This patent, along with related patents issued in June 2013 (US Patent no. 8,461,157) and February 2013 (US Patent No. 8,367,663), covers a broad range of proprietary chemical entities that target HDAC and PI3K enzymes, and in some instances mammalian target of rapamycin (mTOR), within a single molecule for the treatment of certain human diseases.
CUDC-907 is being investigated in a Phase I study in patients with relapsed/ refractory lymphoma or multiple myeloma.
Curis’ president and COO Dr Ali Fattaey noted that this patent issuance adds to the company’s strong intellectual property portfolio and is expected to further protect its investment in its promising drug candidate, CUDC-907.
"It highlights the innovation behind combining two distinct inhibitory moieties that target HDAC and PI3K enzymes in a single chemical structure. We are encouraged by the progress being made in CUDC-907’s ongoing Phase 1 dose escalation study and expect to initiate the expansion phase of the trial in select hematologic indications later this year," Dr Fattaey added.
CUDC-907 is a dual inhibitor of Class I and II HDAC, as well as Class I PI3K enzymes. Specifically, CUDC-907 is designed to inhibit HDACs 1, 2, 3, 6 and 10 and PI3K-alpha, delta and beta isoforms, the combined inhibition of which Curis believes has synergistic effects against cancer cells and their microenvironment.

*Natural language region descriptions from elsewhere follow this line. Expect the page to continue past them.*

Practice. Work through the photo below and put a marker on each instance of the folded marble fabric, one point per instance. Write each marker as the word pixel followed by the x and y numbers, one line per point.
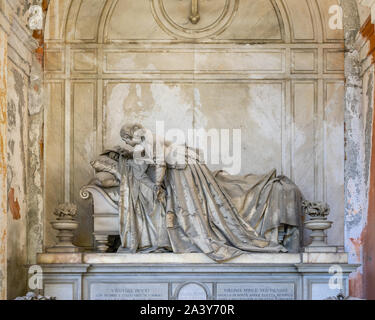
pixel 106 180
pixel 106 164
pixel 113 193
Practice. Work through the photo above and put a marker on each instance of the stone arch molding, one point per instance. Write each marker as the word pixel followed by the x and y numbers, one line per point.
pixel 111 21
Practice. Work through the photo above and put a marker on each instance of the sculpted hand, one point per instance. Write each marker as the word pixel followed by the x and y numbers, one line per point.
pixel 160 194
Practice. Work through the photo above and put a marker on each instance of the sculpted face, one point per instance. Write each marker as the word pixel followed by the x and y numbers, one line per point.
pixel 127 134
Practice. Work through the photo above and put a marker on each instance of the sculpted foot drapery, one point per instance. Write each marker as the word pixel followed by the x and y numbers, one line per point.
pixel 166 206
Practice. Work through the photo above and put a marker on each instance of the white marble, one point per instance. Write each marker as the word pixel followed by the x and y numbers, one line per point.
pixel 190 258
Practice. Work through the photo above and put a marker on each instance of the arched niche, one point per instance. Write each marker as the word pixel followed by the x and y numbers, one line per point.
pixel 273 68
pixel 110 21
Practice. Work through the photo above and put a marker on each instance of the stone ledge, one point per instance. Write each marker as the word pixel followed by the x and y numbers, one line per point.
pixel 190 258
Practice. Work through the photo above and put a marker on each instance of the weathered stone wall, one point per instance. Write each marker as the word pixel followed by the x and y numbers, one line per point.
pixel 20 135
pixel 274 69
pixel 3 163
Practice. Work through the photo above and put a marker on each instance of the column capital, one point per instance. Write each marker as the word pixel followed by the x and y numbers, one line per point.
pixel 371 5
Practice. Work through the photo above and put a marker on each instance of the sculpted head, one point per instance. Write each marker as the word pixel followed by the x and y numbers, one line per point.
pixel 132 133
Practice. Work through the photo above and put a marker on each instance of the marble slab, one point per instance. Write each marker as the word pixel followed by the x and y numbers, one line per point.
pixel 191 258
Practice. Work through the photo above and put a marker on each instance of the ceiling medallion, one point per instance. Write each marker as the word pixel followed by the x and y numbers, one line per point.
pixel 194 19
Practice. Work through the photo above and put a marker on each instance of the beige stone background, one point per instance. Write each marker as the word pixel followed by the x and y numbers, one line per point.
pixel 275 70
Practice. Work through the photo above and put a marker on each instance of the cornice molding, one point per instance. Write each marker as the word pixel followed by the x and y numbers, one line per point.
pixel 370 4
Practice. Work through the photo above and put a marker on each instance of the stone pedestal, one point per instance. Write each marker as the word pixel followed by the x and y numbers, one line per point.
pixel 254 276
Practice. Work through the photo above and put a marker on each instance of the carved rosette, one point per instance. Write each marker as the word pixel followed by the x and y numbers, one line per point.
pixel 177 19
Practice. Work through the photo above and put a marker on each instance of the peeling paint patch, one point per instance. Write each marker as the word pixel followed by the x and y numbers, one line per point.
pixel 14 205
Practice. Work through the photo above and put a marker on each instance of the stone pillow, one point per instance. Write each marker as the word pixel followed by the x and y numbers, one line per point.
pixel 105 164
pixel 106 180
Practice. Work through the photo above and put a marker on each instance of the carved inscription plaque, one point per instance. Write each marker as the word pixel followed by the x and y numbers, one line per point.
pixel 129 291
pixel 255 291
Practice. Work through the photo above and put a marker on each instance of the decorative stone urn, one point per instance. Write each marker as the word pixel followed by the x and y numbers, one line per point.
pixel 66 225
pixel 318 223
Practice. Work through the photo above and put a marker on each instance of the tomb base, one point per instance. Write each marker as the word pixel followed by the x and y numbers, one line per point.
pixel 167 276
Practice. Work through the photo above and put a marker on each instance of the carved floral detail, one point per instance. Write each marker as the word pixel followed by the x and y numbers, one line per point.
pixel 316 210
pixel 66 211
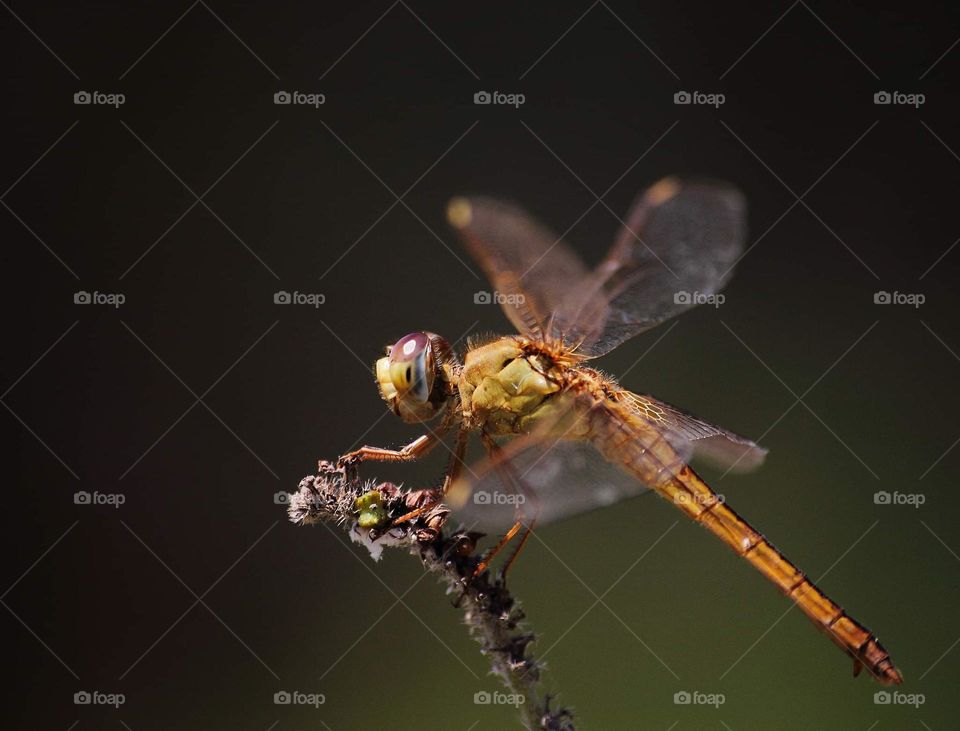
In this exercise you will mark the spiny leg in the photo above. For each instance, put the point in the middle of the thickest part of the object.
(419, 447)
(453, 472)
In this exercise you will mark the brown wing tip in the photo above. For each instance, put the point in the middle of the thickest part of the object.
(663, 191)
(459, 213)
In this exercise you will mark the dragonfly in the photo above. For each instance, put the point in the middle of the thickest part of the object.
(560, 436)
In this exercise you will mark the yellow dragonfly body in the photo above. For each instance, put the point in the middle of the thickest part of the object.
(561, 436)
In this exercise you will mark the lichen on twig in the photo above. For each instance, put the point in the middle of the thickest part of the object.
(366, 509)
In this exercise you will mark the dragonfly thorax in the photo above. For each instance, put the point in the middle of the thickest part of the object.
(502, 386)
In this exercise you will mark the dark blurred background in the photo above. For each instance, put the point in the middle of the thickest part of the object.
(198, 398)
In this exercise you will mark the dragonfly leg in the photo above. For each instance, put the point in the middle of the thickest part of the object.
(419, 447)
(511, 478)
(453, 472)
(416, 449)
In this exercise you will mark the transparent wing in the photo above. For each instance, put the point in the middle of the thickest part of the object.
(557, 480)
(530, 269)
(695, 438)
(677, 250)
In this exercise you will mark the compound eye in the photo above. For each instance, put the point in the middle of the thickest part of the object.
(411, 366)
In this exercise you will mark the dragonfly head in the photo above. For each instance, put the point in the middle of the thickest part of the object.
(412, 378)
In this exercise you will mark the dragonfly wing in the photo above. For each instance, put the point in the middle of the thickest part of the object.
(677, 249)
(551, 480)
(693, 437)
(530, 268)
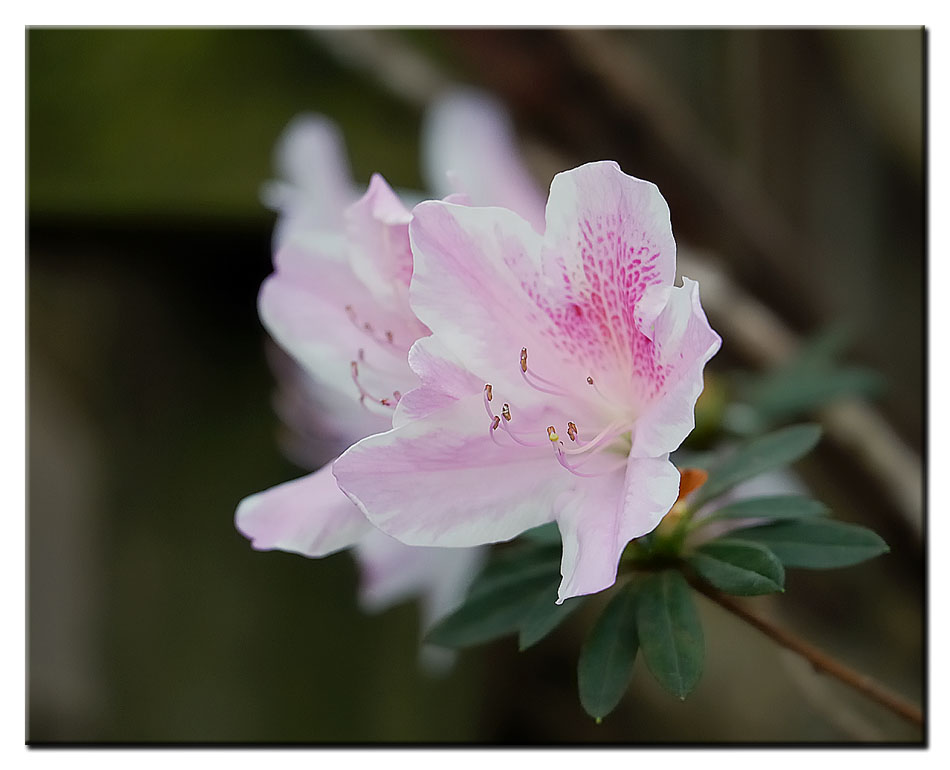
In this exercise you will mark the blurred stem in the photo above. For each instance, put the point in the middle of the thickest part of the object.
(821, 661)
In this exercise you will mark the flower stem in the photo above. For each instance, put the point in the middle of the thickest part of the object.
(819, 660)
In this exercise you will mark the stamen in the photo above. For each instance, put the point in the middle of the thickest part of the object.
(608, 434)
(545, 386)
(590, 381)
(516, 438)
(387, 339)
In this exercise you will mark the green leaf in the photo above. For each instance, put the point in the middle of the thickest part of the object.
(739, 567)
(762, 454)
(546, 534)
(670, 633)
(605, 666)
(545, 615)
(818, 543)
(500, 597)
(778, 507)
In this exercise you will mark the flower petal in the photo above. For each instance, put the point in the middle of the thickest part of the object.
(475, 273)
(315, 180)
(683, 342)
(612, 510)
(469, 147)
(441, 481)
(309, 516)
(608, 240)
(378, 229)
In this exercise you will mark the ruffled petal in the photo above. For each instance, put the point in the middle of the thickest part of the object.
(469, 147)
(608, 241)
(475, 275)
(443, 381)
(378, 229)
(315, 180)
(612, 510)
(684, 342)
(309, 516)
(441, 481)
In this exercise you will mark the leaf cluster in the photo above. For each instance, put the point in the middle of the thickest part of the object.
(651, 613)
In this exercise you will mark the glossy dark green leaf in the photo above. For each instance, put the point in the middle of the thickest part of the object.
(739, 567)
(818, 543)
(759, 455)
(784, 397)
(778, 507)
(545, 615)
(514, 564)
(606, 662)
(500, 597)
(670, 633)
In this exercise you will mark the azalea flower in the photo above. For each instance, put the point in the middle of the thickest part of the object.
(338, 304)
(562, 369)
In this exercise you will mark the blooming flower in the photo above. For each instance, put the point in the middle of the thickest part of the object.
(337, 302)
(562, 370)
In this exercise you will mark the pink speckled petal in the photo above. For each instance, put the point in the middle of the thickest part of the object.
(599, 521)
(475, 269)
(378, 229)
(684, 343)
(469, 147)
(309, 516)
(297, 315)
(441, 481)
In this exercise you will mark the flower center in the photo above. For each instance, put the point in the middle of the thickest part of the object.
(577, 447)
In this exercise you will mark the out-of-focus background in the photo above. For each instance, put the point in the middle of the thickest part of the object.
(793, 164)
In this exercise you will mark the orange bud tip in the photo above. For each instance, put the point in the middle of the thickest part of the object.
(691, 479)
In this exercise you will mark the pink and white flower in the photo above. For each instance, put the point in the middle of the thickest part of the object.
(561, 371)
(338, 303)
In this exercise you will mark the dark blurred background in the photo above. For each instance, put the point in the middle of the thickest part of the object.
(793, 159)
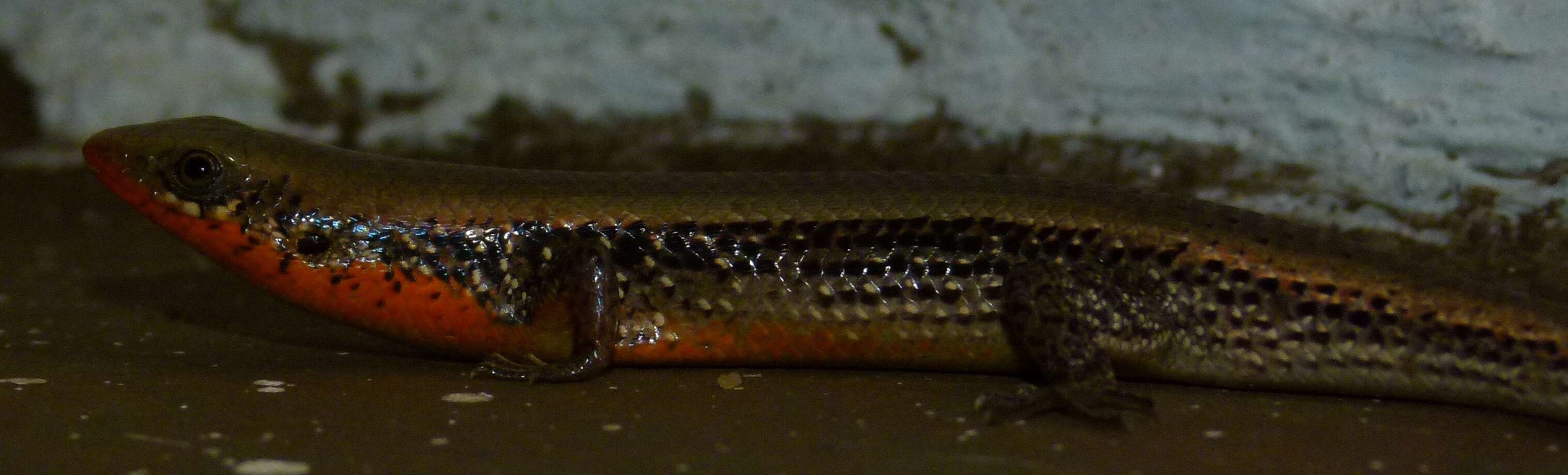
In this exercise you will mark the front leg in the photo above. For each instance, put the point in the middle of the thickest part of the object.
(585, 280)
(1056, 339)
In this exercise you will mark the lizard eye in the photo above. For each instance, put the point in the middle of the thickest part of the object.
(198, 170)
(195, 176)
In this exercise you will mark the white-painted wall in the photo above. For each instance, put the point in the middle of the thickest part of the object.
(1369, 93)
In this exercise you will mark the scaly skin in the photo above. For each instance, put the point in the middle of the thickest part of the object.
(968, 273)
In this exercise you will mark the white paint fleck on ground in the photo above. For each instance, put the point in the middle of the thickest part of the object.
(468, 397)
(266, 466)
(270, 386)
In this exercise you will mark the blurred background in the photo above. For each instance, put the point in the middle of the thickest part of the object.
(1440, 121)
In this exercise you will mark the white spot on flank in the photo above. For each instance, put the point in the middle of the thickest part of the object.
(468, 397)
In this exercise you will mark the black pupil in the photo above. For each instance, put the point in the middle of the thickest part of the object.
(198, 167)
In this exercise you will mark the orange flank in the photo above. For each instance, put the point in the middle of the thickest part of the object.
(796, 344)
(418, 310)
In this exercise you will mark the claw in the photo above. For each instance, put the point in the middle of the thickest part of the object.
(501, 367)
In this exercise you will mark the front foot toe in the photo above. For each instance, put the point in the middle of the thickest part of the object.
(1095, 402)
(501, 367)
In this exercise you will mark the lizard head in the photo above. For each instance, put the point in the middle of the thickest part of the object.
(310, 222)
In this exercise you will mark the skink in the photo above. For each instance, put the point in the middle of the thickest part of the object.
(556, 275)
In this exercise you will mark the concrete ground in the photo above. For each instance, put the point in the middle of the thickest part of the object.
(123, 350)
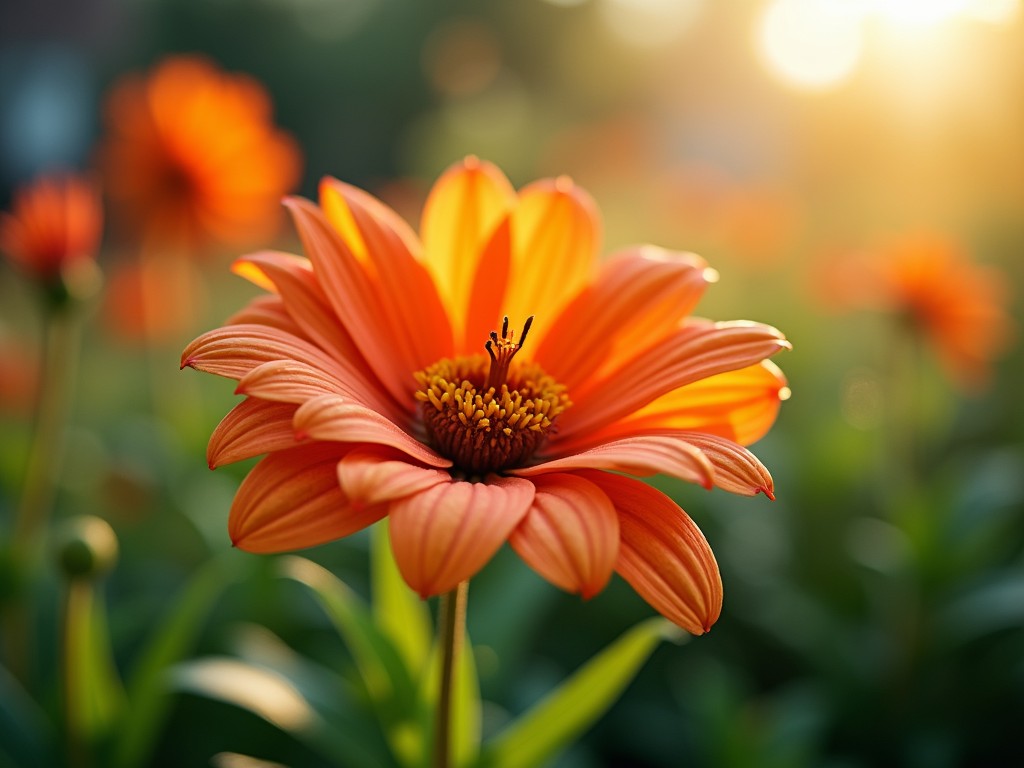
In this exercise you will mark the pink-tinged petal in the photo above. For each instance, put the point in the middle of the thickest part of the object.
(407, 291)
(375, 474)
(291, 500)
(696, 351)
(443, 536)
(355, 299)
(333, 418)
(641, 455)
(235, 350)
(555, 241)
(663, 554)
(464, 208)
(288, 381)
(738, 404)
(265, 310)
(570, 534)
(293, 278)
(736, 469)
(252, 428)
(637, 299)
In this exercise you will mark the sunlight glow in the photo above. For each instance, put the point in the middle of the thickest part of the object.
(645, 24)
(810, 44)
(817, 44)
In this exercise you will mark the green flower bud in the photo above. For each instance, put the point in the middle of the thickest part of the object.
(87, 547)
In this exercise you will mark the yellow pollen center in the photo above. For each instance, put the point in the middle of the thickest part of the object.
(485, 414)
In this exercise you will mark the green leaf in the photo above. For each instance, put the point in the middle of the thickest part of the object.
(466, 710)
(170, 642)
(93, 694)
(576, 705)
(27, 737)
(384, 675)
(270, 695)
(397, 610)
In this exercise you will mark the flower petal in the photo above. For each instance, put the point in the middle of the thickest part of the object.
(446, 534)
(663, 554)
(334, 418)
(407, 292)
(736, 469)
(738, 404)
(374, 474)
(355, 299)
(291, 500)
(637, 299)
(570, 534)
(293, 279)
(464, 208)
(289, 381)
(640, 455)
(695, 351)
(252, 428)
(235, 350)
(555, 241)
(265, 310)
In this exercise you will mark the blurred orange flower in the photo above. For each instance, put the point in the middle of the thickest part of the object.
(53, 228)
(193, 156)
(957, 305)
(381, 380)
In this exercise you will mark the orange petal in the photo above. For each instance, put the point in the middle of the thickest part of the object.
(374, 474)
(291, 500)
(696, 351)
(555, 241)
(409, 299)
(736, 469)
(641, 455)
(570, 534)
(288, 381)
(235, 350)
(637, 299)
(487, 297)
(663, 554)
(446, 534)
(738, 404)
(333, 418)
(355, 300)
(293, 278)
(252, 428)
(340, 216)
(461, 213)
(265, 310)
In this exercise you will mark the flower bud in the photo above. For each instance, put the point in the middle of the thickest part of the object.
(87, 547)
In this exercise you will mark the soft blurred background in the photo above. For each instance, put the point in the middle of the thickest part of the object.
(873, 613)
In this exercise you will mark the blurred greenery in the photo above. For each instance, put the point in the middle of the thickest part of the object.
(873, 613)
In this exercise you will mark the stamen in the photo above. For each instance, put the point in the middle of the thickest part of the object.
(484, 428)
(502, 351)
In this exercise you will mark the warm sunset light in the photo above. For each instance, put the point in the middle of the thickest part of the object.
(818, 44)
(810, 44)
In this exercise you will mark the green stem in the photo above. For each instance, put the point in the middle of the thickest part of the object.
(37, 493)
(59, 361)
(453, 630)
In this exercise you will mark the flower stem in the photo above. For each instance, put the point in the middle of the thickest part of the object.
(59, 363)
(453, 630)
(26, 545)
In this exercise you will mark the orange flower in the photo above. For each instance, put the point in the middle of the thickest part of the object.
(53, 228)
(193, 155)
(957, 305)
(381, 381)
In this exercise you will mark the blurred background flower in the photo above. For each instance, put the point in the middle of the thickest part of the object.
(190, 156)
(875, 612)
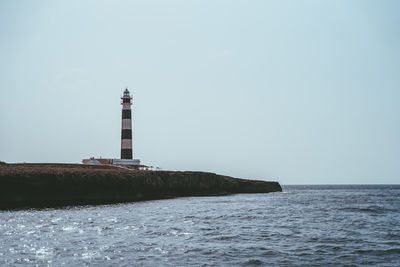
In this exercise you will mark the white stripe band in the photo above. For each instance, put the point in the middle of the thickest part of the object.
(126, 124)
(126, 143)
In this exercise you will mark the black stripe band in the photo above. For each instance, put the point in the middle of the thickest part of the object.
(126, 153)
(126, 134)
(126, 114)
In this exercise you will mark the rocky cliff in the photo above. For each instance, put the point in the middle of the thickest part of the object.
(52, 185)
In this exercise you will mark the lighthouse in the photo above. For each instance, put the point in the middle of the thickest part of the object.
(126, 159)
(126, 129)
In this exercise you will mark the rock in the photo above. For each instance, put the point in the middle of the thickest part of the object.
(54, 185)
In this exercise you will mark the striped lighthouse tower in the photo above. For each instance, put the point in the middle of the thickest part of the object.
(126, 132)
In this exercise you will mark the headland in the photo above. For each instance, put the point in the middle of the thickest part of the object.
(31, 185)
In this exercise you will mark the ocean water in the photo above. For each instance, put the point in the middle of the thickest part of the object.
(304, 225)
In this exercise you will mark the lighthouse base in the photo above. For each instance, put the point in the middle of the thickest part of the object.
(121, 162)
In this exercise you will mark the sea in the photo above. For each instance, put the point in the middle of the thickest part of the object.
(305, 225)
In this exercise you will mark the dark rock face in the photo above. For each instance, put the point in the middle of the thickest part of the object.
(52, 185)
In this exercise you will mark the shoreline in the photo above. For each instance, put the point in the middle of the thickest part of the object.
(48, 185)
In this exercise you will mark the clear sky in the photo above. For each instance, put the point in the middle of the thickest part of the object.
(294, 91)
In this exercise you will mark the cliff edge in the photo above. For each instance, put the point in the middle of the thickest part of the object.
(53, 185)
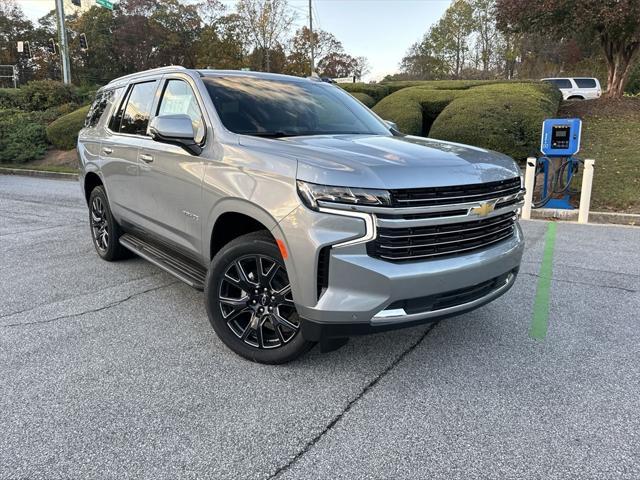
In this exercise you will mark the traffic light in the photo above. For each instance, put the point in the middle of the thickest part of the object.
(51, 46)
(83, 42)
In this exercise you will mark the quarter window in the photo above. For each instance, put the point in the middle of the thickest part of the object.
(136, 115)
(562, 82)
(585, 82)
(178, 98)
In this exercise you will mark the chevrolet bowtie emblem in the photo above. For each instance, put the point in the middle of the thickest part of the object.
(484, 209)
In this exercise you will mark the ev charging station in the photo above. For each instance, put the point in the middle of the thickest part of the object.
(558, 165)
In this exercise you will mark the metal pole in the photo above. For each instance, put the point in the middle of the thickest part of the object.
(313, 66)
(585, 193)
(64, 47)
(529, 180)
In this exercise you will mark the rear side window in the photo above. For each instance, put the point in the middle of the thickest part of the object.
(585, 82)
(100, 104)
(178, 97)
(95, 111)
(135, 117)
(561, 82)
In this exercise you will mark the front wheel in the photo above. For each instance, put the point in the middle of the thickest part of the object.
(105, 231)
(249, 301)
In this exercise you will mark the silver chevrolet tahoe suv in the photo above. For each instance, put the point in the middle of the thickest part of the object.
(303, 216)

In preclinical studies, CUDC-907 has demonstrated the ability to affect multiple nodes of cellular survival and proliferation signaling pathways. In addition, preclinical data have shown that CUDC-907 inhibits compensatory pathways that are often utilized in cancer cells during the emergence of resistance to standard-of-care agents.
The development of CUDC-907 is in part funded by The Leukemia & Lymphoma Society (LLS) under an agreement established in 2011 between Curis and LLS’s Therapy Acceleration Program.